U.S. Middle East envoy George Mitchell arrived in Israel on Monday to press for a return to indirect talks that would aggressively address the core issues of the conflict first, so that the two sides could quickly sign an agreement.
Israeli Prime Minister Benjamin Netanyahu said he was pleased the U/S. was finally waking up to the fact that the core issues must be addressed instead of wasting time on temporary gestures like a Jewish building freeze.
However, Netanyahu made clear at a Globes Business Forum just before Mitchell arrived that Israel insists the first core issues to be addressed must be recognition of Israel as the Jewish state, security, and the so-called “Palestinian refugees.”
The Palestinians want to start with discussing final borders, but Israel is wary of doing so since once the Palestinian leadership gets the borders it wants and Jerusalem has no more cards to play, it is unlikely to be flexible on the issues of most important to Israel.

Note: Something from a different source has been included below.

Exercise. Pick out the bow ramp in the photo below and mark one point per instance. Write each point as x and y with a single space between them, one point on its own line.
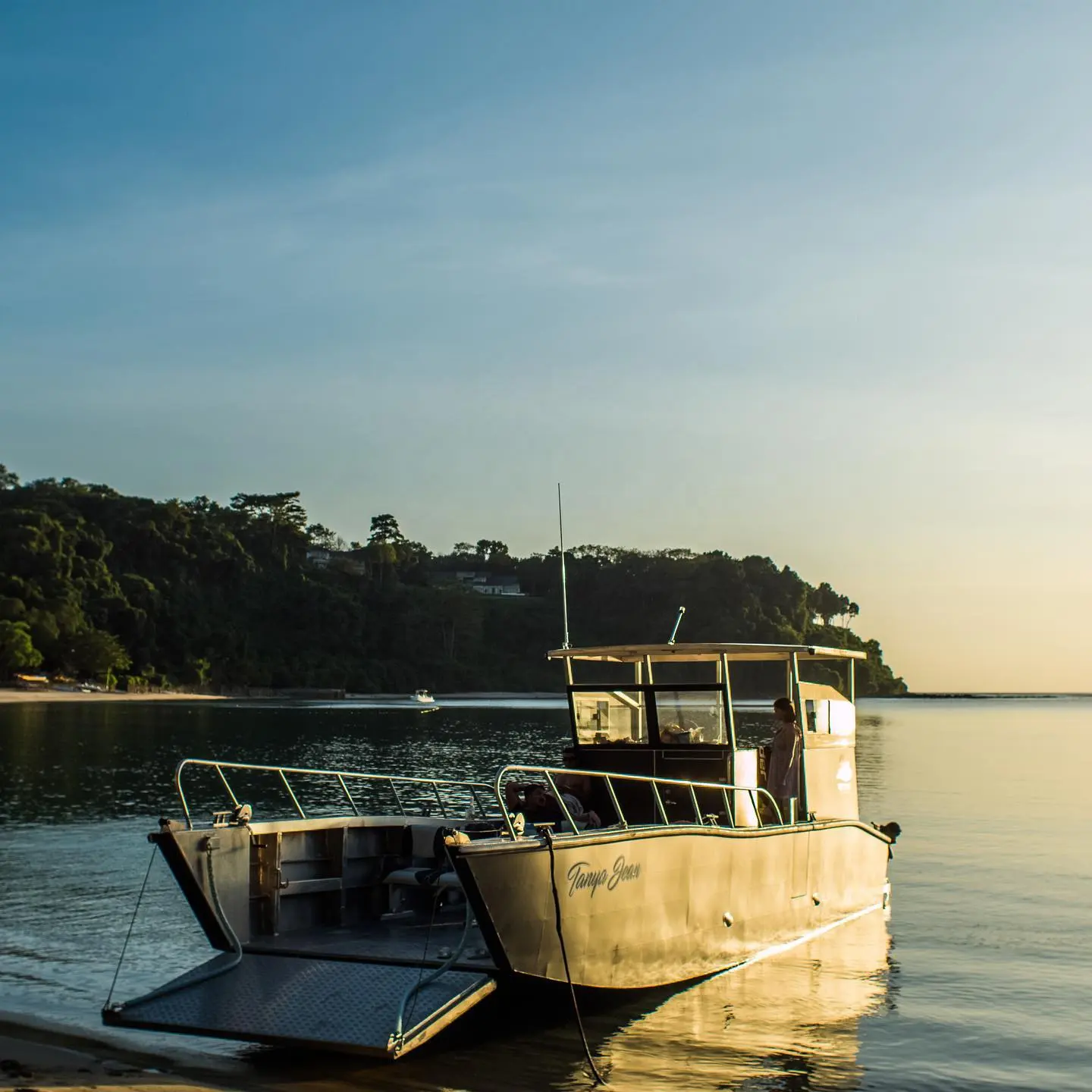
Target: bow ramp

But things likely won’t even reach that point, as the Palestinian Authority this week expressed its extreme displeasure with the direction the Americans are going, and insisted that it will not return to any form of peace talks until Jews stop building in Judea, Samaria and the eastern side of Jerusalem.
The Bethlemem-based Ma’an news agency reported that Palestinian leader Mahmoud Abbas and many of his top advisors determined on Sunday to reject U.S. Secretary of State Hillary Clinton’s proposal for indirect talks unless they are preceded by a new Jewish building freeze.
The Palestinians have made a halt to Jewish building their new red line, and that position has been almost irrevocably bolstered by America’s pressure last month for Israel to implement a second freeze, pressure that Washington eventually dropped after realizing the Palestinian would not respond favorably.
All of this is actually playing into the Palestinians’ hands by providing them an excuse to fully reject the US-led peace process and seek recognition for a unilateral declaration of independence.
Top Palestinian officials have begun lobbying European governments to recognize a sovereign Palestinian state immediately. “Palestine” has already been officially recognized by Brazil, Argentina and Uruguay. If the European Union were to do the same, the Palestinians would have the votes they need in the UN to declare statehood.